Жизнь этого забытого богом места вращалась вокруг ткацкой фабрики имени какого-то героя революции. На фабрике делали штапель из вискозы. Ткань, которая, кажется, уже лет двадцать была никому не нужна. Но ведь делали. Зачем? Вопрос совершенно праздный.
ПГТ – это ублюдки города и деревни. Деревня двинулась в город и замерла, завязла в полушаге. Здесь не было ни сельского простора, ни городского комфорта. Живешь в пятиэтажке, а картошку сажаешь. Огород-то есть, а погреба – нет. Люди еще тянутся к земле, а работают на ткацкой фабрике или заводике железобетонных конструкций. Я и там успел поработать, и там и хорошо себе представлял, чем живут эти люди. И люди эти в большинстве своем мне категорически не нравились.
Квартира была на третьем этаже. В прихожей, да и в комнате, куда мы вошли, подметали, вероятно, к Новому году, никак не чаще. Я что-то ироническое обронил по этому поводу.
– О, да ты язва! – воскликнул Аполоныч, с легкостью переходя на «ты». – Да, я хотел показать свои рисунки.
И он прошел во вторую комнату.
Я остановился посреди первой – проходной. В углу стоял диван, заваленный сугробом пухового одеяла. Сугроб был мартовский – грязноватый. Другой угол занимал пустой буфет, на котором пылился неработающий телевизор.
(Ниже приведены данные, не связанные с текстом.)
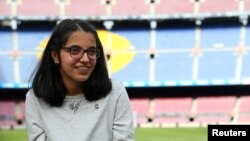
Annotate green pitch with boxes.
[0,128,207,141]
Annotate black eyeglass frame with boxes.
[62,46,101,60]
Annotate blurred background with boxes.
[0,0,250,140]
На большом обеденном столе громоздились фотографии, фотопленки, книги, старые газеты, скомканные листы бумаги, тетради, альбомы для рисования. Венчал эту гору хлама старенький фотоувеличитель.
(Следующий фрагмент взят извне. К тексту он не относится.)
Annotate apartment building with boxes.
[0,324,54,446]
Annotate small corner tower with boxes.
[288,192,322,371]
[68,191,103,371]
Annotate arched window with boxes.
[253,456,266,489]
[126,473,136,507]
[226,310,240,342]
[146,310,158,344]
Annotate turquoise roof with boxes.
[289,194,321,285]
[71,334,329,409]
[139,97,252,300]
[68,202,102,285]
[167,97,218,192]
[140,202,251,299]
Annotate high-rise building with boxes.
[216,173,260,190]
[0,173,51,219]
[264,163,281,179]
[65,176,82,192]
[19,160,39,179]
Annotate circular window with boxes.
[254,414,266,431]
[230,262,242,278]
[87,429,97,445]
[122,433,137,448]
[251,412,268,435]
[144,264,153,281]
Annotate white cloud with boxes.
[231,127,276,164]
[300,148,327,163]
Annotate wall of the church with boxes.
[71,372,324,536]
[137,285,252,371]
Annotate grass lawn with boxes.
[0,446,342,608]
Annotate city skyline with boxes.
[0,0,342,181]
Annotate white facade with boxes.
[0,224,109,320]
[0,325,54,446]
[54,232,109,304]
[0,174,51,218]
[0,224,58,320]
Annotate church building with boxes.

– Иди сюда, – позвал Аполоныч. Он выгружал на письменный стол блокноты и пачки исписанной и изрисованной бумаги.
Пока он перелистывал альбомы и комментировал рисунки, я изображал заинтересованного собеседника, хотя и казалось, что все нарисованное – сущая ерунда. «Но кто знает, – подумал я. – Ничего ведь в этом не смыслю».